Until earlier this year, I never found myself having to defend my pirate infatuation. People either shared it or humorously accepted as part of my eccentricity. In fact, it wasn't until recently that I Really started decking out my classroom in paraphernalia that spoke to my own interests. Prior to this time, I typically surrounded my students with typical teacher pedagogy stuff: motivational posters and reminders of literary and grammatical rules. Because students LOVE to look at those. And then one year, one August, I realized that I had a much better chance of getting to know my students and they me if I opened with them about the things I loved and obsessed over. Thus pirates posters appeared, along with images of Key West and Cuba. (Those are separate entries, though.) The result was positive: people liked the personalized nature of the room. It even gave some of the kids in my room who normally wouldn't have had anything to talk about something to focus on.
Then this past fall a colleague of mine a school stopped into my room at the start of the year and, glancing at my walls, asked what my "thing" was with pirates. I stammered something about their being cool and a brief rundown of the whole "relate to my students" spiel but his response multiple times was simply: "but they're criminals". Something the kids like to talk about. "But Aaron, they broke the law?"
My initial reaction to this somewhat obstinate reply was to ramrod history into the conversation. "For most of the past several centuries, the difference between a pirate and a privateer was whether or not the captain of the vessel had a special warrant from a European country's sovereign." But that would have made me...
An ass.
So I muttered some kind of agreement with the man while maintaining that I was not out to corrupt our youth. Or drink hemlock. But the conversation has not yet left my mind (obviously: I'm writing about it here months later).
So why pirates?
First, I can resolutely say that my fascination with them preceded Johnny Depp, although like most of the world I was enthralled b his performance in the first "Pirates" movie, Perhaps it comes from my youth, where yearly the historical Gasparilla invasion of the Tampa Bay area was re-enacted. Perhaps my first sixteen years of life being so close to the salt water. Perhaps a rebellious nature hidden beneath the well honed desire to please. Whatever the case, pirates came to represent for me something beyond the realm of comfortable and that entranced me,
I recognize that recent events - Somali pirates, for example - provide us a closer perspective on how vicious and unethical real pirates probably were. Even tamer pirate stories like Anne Bonny and Mary Read (famous women pirates) and their mutual consort Jack Rackham contain an element of seediness that I cannot deny. And if they were so unsavory, why idolize them?
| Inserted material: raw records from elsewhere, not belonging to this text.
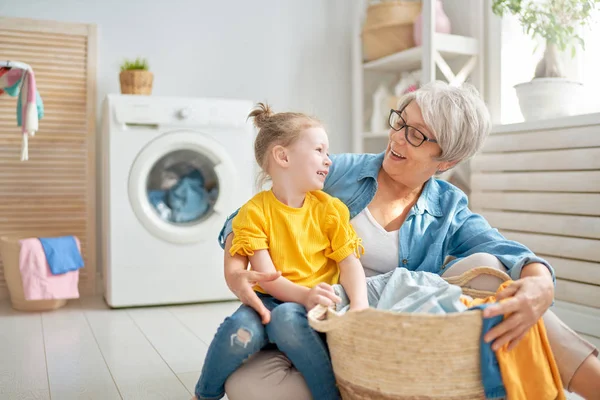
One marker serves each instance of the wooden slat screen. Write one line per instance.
(53, 193)
(541, 187)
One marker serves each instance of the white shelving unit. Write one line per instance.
(435, 52)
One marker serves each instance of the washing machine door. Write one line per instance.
(181, 185)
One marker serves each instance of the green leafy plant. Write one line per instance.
(137, 64)
(558, 22)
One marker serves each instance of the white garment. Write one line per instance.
(383, 253)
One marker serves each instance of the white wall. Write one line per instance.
(293, 53)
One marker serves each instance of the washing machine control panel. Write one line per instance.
(196, 112)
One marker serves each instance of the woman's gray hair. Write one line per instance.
(457, 116)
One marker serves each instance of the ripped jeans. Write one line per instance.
(243, 334)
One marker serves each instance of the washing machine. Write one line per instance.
(172, 170)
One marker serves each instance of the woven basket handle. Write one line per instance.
(317, 318)
(468, 276)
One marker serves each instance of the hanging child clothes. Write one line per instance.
(18, 79)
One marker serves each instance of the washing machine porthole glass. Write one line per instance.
(182, 187)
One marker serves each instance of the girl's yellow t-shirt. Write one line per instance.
(305, 243)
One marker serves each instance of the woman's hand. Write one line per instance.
(321, 294)
(242, 282)
(526, 300)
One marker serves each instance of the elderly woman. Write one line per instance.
(409, 219)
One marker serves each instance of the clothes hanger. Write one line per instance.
(15, 64)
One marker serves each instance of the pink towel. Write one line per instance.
(38, 281)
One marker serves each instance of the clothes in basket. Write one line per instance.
(407, 291)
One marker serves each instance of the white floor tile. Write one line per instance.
(181, 349)
(138, 370)
(204, 319)
(22, 355)
(76, 368)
Perhaps it is not idolization as much as curiosity. To sail on the ocean for long stretches of time: this is and has been a dream of mine for some time. But it's more than that. Because pirates operated under rules that were slightly military in origin (many pirates were ex-military British or Spaniards) and yet were more flexible than that. There's a lot of joking in the "Pirates" movies about the "code" as rules or guidelines or whatever. But the more I read (and believe me I've read a lot) I think there was a sense that things were done in a certain manner, men were treated a certain way and to violate that way or absolve yourself of such restrictions was to be something other than a pirate. It wasn't so much lawlessness as other-law.
I would be remiss if I didn't offer a final thought. While I tend to revile the second and third "Pirate" movies, there is one element I identify with. The character of Lord Beckett, head of East India Company, is a cliche of course but within the cliche I find his threat interesting. There is something to be said, historically, for the idea that piracy was not threatened unilaterally by other countries and Kings, but by business ventures. That pirates made money, both legally and illegally, and companies the forerunners to corporations found that to be a threat or, perhaps more accurately, wanted in on the action says something not only about pirates but about Western culture as a whole.